Before Claude Code, I was copy-pasting code into a chat interface, losing context constantly, and spending half my time reformatting AI output to fit my actual codebase. Claude Code runs directly in the terminal, reads your files, and operates inside your project directory. That changes everything.

It Sees Your Actual Code

This is the difference that matters most. Claude Code doesn't work on abstract snippets. It reads your real files, sees your real imports, and understands your real project structure. When I ask it to add a feature, it knows what already exists. It doesn't invent imports that don't exist or write functions that duplicate something you already have three files away.

The Terminal Workflow Fits

I live in the terminal. Having an AI assistant that works where I already work, without switching contexts and without copying and pasting, just makes sense. The friction is nearly zero once you have it configured. I open my project directory, start a Claude Code session, and I'm immediately productive.

Developer at standing desk with split terminal and AI assistant panel visible on monitor

The Setup That Actually Matters

Most developers skip the setup phase and then wonder why their results are inconsistent. Don't do that. The five minutes you spend on configuration saves hours every week.

CLAUDE.md Is Non-Negotiable

Every project I work on has a CLAUDE.md file at the root. This is the configuration file Claude Code reads automatically when you start a session in that directory. I put everything in here:

  • What the project does (one clear paragraph, not marketing language)
  • The stack: language, frameworks, testing library, database
  • Build and run commands: how to start the dev server, run tests, build for production
  • Naming conventions: file naming, function naming, CSS class naming style
  • Hard constraints: "never use any in TypeScript," "all API calls go through the service layer," "no direct DOM manipulation in React components"
  • What NOT to generate: patterns or abstractions you've explicitly decided not to use in this codebase

Without this file, Claude Code has to infer the rules on every session. With it, you get a collaborator that already knows the codebase norms before the first message.

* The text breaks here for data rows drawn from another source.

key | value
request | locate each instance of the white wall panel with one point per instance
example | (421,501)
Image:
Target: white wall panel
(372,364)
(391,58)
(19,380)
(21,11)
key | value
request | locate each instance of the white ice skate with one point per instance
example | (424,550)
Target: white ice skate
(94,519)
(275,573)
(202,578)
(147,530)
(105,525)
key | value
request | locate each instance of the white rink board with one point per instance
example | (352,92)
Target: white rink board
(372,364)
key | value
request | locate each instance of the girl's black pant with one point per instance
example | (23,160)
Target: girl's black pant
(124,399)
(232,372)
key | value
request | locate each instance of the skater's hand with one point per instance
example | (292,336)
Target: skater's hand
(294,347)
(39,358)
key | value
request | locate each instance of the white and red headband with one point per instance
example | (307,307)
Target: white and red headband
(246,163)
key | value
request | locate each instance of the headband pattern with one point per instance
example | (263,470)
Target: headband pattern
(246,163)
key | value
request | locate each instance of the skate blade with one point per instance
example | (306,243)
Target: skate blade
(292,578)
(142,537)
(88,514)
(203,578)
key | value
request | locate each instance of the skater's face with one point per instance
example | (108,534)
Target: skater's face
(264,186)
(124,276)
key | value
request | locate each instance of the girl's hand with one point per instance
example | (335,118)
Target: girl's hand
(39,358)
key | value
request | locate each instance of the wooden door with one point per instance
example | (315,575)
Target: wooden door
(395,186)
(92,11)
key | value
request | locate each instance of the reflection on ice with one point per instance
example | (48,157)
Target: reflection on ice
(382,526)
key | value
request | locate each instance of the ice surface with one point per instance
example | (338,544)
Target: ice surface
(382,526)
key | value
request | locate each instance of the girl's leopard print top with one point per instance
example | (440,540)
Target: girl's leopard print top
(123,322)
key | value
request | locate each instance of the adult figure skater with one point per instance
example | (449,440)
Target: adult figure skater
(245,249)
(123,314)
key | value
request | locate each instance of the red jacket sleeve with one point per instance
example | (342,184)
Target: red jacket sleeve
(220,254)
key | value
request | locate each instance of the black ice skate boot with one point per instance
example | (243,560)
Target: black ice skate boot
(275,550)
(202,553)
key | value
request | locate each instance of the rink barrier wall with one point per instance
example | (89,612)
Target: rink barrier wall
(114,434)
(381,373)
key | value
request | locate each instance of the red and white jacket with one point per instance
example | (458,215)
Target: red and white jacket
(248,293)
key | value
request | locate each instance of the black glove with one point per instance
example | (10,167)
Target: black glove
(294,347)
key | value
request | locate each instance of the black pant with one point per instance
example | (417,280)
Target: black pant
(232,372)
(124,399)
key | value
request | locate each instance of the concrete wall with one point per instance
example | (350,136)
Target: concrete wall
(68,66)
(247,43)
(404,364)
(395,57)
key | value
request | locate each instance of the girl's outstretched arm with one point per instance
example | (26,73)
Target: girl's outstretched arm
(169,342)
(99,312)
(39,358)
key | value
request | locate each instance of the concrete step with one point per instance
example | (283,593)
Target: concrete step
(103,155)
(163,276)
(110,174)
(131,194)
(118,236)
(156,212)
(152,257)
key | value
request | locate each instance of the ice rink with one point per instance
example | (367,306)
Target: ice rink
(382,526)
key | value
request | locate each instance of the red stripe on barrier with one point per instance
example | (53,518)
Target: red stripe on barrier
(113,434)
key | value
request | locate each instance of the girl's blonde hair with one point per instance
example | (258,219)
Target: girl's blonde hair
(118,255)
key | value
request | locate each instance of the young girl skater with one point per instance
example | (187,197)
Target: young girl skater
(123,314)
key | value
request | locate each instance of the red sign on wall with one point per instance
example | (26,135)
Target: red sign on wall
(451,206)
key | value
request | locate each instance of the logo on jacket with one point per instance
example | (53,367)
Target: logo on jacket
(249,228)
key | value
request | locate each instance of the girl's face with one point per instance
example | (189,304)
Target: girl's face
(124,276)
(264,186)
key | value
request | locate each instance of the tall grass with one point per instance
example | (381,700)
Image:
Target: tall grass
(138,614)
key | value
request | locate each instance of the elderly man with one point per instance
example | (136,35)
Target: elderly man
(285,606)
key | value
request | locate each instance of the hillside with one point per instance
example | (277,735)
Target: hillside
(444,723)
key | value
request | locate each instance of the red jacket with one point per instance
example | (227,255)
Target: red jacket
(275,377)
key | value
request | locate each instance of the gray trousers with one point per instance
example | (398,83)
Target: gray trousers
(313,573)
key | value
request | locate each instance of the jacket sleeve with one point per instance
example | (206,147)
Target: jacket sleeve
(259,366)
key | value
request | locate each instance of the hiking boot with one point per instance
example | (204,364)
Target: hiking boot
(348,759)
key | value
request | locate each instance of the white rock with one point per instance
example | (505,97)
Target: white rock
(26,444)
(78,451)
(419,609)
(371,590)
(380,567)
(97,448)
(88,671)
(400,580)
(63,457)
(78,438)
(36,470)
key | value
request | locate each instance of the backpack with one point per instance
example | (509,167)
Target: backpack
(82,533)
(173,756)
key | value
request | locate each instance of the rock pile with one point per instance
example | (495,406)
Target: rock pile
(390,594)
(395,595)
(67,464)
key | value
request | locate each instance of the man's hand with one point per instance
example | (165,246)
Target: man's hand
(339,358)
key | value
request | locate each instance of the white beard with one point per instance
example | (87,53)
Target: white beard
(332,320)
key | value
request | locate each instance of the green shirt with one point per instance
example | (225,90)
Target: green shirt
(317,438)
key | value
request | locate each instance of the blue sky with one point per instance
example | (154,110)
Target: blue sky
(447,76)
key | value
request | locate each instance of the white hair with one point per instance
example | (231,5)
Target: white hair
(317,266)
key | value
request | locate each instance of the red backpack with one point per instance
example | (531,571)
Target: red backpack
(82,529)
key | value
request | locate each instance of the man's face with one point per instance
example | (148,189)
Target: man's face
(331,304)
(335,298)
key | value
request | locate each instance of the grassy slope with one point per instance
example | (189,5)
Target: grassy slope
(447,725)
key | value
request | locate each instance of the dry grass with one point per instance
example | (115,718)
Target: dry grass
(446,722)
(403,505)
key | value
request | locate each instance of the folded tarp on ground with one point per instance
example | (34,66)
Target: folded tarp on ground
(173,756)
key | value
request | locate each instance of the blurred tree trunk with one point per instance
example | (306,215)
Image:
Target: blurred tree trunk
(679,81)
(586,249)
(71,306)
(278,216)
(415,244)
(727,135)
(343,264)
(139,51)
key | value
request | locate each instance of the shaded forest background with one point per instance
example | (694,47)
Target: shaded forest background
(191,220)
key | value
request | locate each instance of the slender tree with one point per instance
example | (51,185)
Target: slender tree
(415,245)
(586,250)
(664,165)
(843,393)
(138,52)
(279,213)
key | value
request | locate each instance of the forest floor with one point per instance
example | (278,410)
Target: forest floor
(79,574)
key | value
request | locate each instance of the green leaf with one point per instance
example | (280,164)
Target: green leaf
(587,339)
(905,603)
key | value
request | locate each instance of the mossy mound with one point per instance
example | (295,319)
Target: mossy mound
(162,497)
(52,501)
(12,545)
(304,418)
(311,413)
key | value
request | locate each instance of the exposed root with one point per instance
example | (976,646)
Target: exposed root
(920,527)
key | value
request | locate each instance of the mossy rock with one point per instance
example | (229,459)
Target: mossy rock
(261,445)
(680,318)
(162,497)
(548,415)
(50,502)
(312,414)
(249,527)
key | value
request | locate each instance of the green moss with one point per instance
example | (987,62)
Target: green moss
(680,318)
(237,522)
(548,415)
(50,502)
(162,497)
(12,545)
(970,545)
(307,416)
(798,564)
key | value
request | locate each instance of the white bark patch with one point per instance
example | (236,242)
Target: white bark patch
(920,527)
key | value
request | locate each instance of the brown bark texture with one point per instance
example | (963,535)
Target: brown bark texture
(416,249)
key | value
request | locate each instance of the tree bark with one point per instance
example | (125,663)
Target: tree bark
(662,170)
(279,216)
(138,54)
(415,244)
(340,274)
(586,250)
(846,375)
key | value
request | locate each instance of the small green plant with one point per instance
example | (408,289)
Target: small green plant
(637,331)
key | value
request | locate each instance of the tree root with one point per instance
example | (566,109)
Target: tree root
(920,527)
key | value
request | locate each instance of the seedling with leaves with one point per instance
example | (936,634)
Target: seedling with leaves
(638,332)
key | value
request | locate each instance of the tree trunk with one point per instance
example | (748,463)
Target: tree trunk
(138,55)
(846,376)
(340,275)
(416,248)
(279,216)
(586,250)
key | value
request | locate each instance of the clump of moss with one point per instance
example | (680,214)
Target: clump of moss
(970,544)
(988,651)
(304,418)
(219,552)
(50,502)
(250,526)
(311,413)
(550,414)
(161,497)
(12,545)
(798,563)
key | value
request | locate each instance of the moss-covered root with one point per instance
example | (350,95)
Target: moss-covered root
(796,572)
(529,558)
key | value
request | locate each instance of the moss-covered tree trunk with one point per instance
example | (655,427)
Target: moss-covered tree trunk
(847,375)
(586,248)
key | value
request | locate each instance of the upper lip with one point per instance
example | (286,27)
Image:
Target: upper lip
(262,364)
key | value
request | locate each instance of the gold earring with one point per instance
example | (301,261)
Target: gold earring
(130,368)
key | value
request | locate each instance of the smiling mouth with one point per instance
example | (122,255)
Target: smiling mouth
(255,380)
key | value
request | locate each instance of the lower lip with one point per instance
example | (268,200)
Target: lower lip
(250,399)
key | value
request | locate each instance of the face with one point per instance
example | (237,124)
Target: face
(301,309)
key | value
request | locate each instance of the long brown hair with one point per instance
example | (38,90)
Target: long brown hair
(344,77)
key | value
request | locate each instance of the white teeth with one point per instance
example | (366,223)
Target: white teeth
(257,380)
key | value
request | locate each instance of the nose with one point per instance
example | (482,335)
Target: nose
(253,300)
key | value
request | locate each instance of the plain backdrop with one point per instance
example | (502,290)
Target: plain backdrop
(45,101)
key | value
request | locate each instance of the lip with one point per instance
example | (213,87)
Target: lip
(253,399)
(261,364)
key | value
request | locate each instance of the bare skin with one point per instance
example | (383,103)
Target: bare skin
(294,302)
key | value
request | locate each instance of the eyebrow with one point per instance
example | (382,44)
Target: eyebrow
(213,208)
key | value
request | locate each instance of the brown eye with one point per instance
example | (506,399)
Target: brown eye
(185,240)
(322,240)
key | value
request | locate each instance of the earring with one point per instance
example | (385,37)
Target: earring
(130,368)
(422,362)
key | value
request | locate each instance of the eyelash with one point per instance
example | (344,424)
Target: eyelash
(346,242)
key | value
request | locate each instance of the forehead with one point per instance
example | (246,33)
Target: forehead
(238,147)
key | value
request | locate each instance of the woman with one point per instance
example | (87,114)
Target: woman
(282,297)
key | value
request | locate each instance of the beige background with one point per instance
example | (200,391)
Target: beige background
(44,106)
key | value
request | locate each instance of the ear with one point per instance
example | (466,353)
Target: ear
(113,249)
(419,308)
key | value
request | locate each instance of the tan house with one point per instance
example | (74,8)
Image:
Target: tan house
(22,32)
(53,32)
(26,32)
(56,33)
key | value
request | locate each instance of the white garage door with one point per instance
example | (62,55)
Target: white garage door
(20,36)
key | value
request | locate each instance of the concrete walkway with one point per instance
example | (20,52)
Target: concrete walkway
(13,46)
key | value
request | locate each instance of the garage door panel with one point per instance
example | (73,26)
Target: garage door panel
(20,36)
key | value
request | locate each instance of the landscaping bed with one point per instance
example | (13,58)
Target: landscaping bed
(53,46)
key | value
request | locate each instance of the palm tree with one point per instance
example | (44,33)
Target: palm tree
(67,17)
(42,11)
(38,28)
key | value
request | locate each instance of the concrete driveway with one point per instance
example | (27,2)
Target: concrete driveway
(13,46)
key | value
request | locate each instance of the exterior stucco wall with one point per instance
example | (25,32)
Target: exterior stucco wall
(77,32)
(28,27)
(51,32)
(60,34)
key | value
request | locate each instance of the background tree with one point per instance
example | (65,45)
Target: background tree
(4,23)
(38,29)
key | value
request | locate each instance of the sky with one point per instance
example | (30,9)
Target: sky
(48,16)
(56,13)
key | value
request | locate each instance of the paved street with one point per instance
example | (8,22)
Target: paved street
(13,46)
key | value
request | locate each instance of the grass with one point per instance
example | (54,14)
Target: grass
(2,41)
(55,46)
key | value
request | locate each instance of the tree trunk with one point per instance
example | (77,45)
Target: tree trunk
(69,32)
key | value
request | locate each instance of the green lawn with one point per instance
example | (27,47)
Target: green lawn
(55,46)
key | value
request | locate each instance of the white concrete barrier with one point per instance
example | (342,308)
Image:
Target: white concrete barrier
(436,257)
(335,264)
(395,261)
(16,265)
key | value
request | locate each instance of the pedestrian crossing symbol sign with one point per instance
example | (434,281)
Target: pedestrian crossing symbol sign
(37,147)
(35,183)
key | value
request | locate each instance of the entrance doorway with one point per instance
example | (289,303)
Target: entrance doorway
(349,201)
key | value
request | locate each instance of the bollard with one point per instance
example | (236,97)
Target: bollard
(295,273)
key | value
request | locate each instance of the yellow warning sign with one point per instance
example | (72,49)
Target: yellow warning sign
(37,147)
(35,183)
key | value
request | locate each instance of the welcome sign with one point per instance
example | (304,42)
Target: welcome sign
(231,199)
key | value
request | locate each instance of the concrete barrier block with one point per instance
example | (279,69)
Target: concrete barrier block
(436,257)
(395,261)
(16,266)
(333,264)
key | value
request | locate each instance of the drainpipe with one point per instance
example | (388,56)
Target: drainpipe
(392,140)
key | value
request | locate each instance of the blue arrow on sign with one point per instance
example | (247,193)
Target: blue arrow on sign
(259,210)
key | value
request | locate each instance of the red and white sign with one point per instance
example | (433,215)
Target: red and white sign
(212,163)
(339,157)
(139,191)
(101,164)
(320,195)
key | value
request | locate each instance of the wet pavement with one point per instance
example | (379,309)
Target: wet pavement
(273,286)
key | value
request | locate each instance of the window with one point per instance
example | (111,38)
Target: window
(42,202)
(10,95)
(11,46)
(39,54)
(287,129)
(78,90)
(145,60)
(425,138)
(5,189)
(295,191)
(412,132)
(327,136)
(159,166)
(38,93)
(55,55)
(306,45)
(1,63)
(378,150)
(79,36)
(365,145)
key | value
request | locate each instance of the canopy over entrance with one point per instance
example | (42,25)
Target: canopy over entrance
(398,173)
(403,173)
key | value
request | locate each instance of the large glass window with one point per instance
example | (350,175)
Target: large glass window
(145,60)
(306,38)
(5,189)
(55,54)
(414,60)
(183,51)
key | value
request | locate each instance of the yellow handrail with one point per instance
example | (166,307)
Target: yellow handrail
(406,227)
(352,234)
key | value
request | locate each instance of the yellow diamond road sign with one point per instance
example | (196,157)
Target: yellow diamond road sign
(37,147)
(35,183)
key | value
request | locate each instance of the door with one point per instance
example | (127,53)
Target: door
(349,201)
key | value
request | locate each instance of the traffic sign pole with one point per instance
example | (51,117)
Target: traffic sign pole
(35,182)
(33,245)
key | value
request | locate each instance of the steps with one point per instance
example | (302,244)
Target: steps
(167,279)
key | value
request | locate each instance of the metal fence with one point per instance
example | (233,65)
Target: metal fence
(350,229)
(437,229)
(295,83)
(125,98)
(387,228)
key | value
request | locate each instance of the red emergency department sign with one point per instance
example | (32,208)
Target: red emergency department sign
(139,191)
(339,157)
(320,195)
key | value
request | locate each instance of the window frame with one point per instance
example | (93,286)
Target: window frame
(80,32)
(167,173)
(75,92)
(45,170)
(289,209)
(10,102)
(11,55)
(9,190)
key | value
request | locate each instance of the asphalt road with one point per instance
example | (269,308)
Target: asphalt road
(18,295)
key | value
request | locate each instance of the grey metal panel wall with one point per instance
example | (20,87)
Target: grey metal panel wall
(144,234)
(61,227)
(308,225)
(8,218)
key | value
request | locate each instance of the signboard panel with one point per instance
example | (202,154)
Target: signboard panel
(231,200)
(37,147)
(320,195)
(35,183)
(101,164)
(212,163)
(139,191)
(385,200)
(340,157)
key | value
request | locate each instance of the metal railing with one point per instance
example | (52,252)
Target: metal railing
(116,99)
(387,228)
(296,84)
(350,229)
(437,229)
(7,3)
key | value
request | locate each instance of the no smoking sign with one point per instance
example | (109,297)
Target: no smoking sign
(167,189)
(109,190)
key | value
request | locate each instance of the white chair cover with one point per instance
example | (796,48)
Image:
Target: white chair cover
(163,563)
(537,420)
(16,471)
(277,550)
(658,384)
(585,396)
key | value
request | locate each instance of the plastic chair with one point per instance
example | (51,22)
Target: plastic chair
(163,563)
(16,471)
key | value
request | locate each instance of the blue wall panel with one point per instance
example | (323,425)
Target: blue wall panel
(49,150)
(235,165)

Allowlists and Permissions

Claude Code prompts for permission before running shell commands. I configure the allowlist in .claude/settings.json so I don't get interrupted on every operation I'm comfortable with. For local dev servers, test runners, and build commands, I allow them upfront. For destructive operations like database migrations, force pushes, or any rm -rf pattern, I keep the confirmation prompts intentionally active.

Scoping the Tools Per Project

I don't give Claude Code access to every tool in every project. In a frontend project, it doesn't need database access. In a backend service, it doesn't need browser automation. The tighter your tool scope, the more precise and less risky each interaction becomes. Think of it as least-privilege access for your AI coding assistant.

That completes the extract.